Examples show where MCP adds real value

The examples in the docs are practical rather than flashy. Sentry gives the assistant access to issues and project data. Context7 turns documentation search into a promptable tool. Grep by Vercel can search code snippets from GitHub-style sources through a remote MCP endpoint.

Those examples hint at the real value of MCP in an agent workflow: the model does less guessing and more direct retrieval. Instead of asking the assistant to remember APIs or infer a bug from a vague prompt, you let it query the source that already knows the answer.

  • Sentry MCP uses remote OAuth auth for project and issue access
  • Context7 can be configured with an API key for higher rate limits
  • Grep by Vercel exposes code search over a remote MCP endpoint
  • Each server is named in config, then referenced directly in prompts

That said, the docs also make the limits obvious. More tools mean more context, more setup, and more chances to overconfigure a system. OpenCode is giving you power, but it is also asking you to be selective.

If you are already using an agent workflow, the question is no longer whether MCP is useful. The real question is which sources deserve to be one prompt away from your model, and which ones should stay off by default.
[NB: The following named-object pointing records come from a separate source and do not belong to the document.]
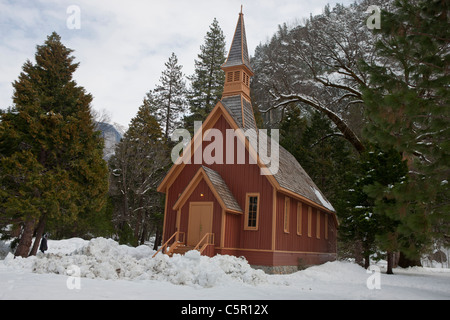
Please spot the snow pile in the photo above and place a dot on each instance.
(106, 259)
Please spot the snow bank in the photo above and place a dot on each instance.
(106, 259)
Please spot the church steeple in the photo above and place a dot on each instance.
(237, 67)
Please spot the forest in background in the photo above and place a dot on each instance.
(365, 111)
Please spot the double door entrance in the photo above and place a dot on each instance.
(200, 221)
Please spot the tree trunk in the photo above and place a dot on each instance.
(390, 260)
(26, 238)
(39, 232)
(158, 238)
(366, 261)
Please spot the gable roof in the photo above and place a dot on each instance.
(290, 176)
(217, 186)
(237, 110)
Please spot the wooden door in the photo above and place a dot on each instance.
(200, 221)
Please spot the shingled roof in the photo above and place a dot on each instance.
(222, 189)
(290, 174)
(238, 54)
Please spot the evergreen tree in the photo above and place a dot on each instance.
(407, 104)
(169, 96)
(366, 222)
(51, 156)
(139, 164)
(208, 79)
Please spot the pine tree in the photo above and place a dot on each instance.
(137, 167)
(407, 104)
(208, 79)
(51, 156)
(170, 96)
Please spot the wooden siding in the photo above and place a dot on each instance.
(261, 246)
(241, 179)
(292, 240)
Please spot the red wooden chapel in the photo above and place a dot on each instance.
(276, 221)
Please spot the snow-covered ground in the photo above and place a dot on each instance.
(103, 269)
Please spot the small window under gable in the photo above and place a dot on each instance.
(230, 77)
(287, 210)
(251, 211)
(237, 76)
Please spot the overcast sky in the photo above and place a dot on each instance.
(122, 45)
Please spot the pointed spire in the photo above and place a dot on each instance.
(238, 54)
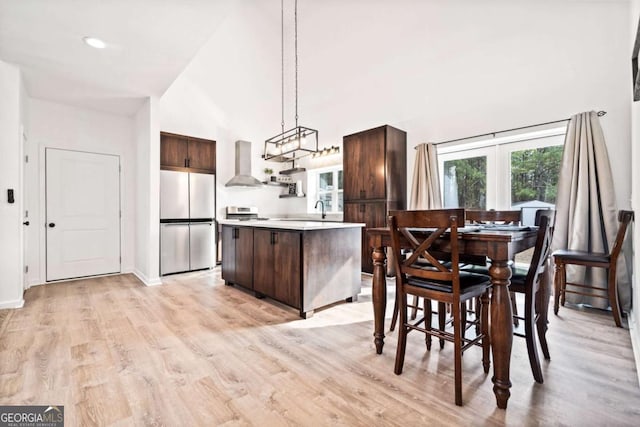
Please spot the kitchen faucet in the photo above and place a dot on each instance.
(324, 214)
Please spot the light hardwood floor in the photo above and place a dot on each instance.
(194, 352)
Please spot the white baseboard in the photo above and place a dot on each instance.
(155, 281)
(12, 304)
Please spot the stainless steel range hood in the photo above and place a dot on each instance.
(243, 176)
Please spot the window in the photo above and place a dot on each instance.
(514, 172)
(328, 188)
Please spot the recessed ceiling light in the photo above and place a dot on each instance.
(94, 42)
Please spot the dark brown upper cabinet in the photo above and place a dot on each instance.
(186, 153)
(374, 166)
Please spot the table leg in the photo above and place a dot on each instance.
(501, 330)
(379, 296)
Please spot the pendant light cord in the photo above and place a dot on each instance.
(295, 16)
(282, 61)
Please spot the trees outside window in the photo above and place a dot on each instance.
(516, 172)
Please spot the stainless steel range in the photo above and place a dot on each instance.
(243, 213)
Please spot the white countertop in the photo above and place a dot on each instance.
(292, 224)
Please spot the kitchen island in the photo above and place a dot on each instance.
(304, 264)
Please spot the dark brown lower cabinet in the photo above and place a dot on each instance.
(374, 215)
(237, 256)
(306, 269)
(276, 268)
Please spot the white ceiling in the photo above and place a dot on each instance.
(149, 43)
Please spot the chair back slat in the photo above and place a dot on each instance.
(624, 217)
(422, 229)
(541, 252)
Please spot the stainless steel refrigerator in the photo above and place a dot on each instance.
(187, 221)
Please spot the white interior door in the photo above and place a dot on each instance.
(25, 211)
(82, 214)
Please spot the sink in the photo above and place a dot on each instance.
(305, 219)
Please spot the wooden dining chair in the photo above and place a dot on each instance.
(528, 281)
(439, 281)
(608, 261)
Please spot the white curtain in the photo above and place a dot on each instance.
(425, 187)
(586, 209)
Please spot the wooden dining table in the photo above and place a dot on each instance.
(499, 246)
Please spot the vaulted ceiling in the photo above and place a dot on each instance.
(149, 42)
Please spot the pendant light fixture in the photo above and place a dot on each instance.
(298, 142)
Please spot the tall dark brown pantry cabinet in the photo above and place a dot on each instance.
(374, 166)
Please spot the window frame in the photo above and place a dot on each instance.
(314, 179)
(498, 153)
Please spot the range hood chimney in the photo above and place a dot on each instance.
(243, 176)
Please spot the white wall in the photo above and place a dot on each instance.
(10, 177)
(53, 125)
(231, 91)
(439, 70)
(634, 318)
(147, 188)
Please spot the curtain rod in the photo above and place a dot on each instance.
(600, 114)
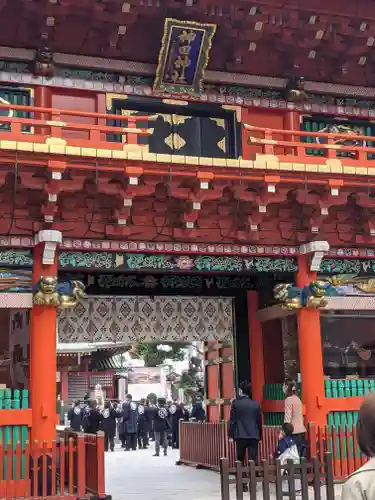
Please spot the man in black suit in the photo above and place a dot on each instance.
(245, 424)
What OpenCode’s MCP support means next

OpenCode’s MCP support feels like a practical answer to a problem that has been getting louder in agent tooling: models need external context, but tool sprawl can wreck usability. By supporting local servers, remote servers, OAuth, and per-agent enablement, OpenCode gives teams a way to keep that under control.

The most likely next step is not more tools for the sake of it. It is tighter defaults, narrower agent profiles, and better ways to measure whether a server is actually worth its token cost. If you are adopting MCP in OpenCode today, treat every new server like a budget item, not a free bonus.

My take: the teams that win with this setup will be the ones that keep the tool list short, document each server’s purpose, and review usage often. If a server is not helping the model answer better, faster, or with less hallucination, it probably does not belong in the default config.